Storm Data Analysis

Synopsis

This analysis explores the NOAA Storm Database to identify which weather events are most harmful to population health and cause the greatest economic damage.

Data Processing

data <- read.csv("C:\\Users\\rshru\\Downloads\\repdata_data_StormData.csv\\repdata_data_StormData.csv")

storm <- data[, c("EVTYPE", "FATALITIES", "INJURIES", "PROPDMG", "PROPDMGEXP")]

storm$PROPDMGEXP <- toupper(storm$PROPDMGEXP)

storm$multiplier <- ifelse(storm$PROPDMGEXP == "K", 1e3,
                    ifelse(storm$PROPDMGEXP == "M", 1e6,
                    ifelse(storm$PROPDMGEXP == "B", 1e9, 1)))

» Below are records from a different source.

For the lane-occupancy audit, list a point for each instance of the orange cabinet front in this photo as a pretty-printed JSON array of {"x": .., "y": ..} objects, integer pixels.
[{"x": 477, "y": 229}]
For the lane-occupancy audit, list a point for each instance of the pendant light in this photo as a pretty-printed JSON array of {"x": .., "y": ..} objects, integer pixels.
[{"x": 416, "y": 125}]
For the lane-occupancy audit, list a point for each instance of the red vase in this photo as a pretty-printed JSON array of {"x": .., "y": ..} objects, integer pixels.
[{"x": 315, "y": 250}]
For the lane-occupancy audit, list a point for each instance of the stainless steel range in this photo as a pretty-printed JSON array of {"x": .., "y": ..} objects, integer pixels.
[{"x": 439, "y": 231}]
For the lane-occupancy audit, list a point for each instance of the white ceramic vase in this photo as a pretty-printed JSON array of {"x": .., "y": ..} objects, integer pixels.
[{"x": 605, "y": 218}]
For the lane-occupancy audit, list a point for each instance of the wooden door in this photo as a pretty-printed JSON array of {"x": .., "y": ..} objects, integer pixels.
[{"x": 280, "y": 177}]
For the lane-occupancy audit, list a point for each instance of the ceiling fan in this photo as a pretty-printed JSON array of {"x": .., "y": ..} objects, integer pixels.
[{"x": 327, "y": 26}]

storm$PROPDMG_TOTAL <- storm$PROPDMG * storm$multiplier

Results

Health Impact

health <- aggregate(cbind(FATALITIES, INJURIES) ~ EVTYPE, data = storm, sum)
health$total <- health$FATALITIES + health$INJURIES
health <- health[order(-health$total), ]
top_health <- head(health, 10)

barplot(top_health$total,
        names.arg = top_health$EVTYPE,
        las = 2,
        col = "red",
        main = "Top 10 Harmful Weather Events",
        ylab = "Fatalities + Injuries")

Tornadoes and heat events cause the most harm to population health.


Economic Impact

economic <- aggregate(PROPDMG_TOTAL ~ EVTYPE, data = storm, sum)
economic <- economic[order(-economic$PROPDMG_TOTAL), ]
top_economic <- head(economic, 10)

barplot(top_economic$PROPDMG_TOTAL,
        names.arg = top_economic$EVTYPE,
        las = 2,
        col = "blue",
        main = "Top 10 Economic Damage Events",
        ylab = "Damage ($)")

Floods and hurricanes cause the greatest economic damage.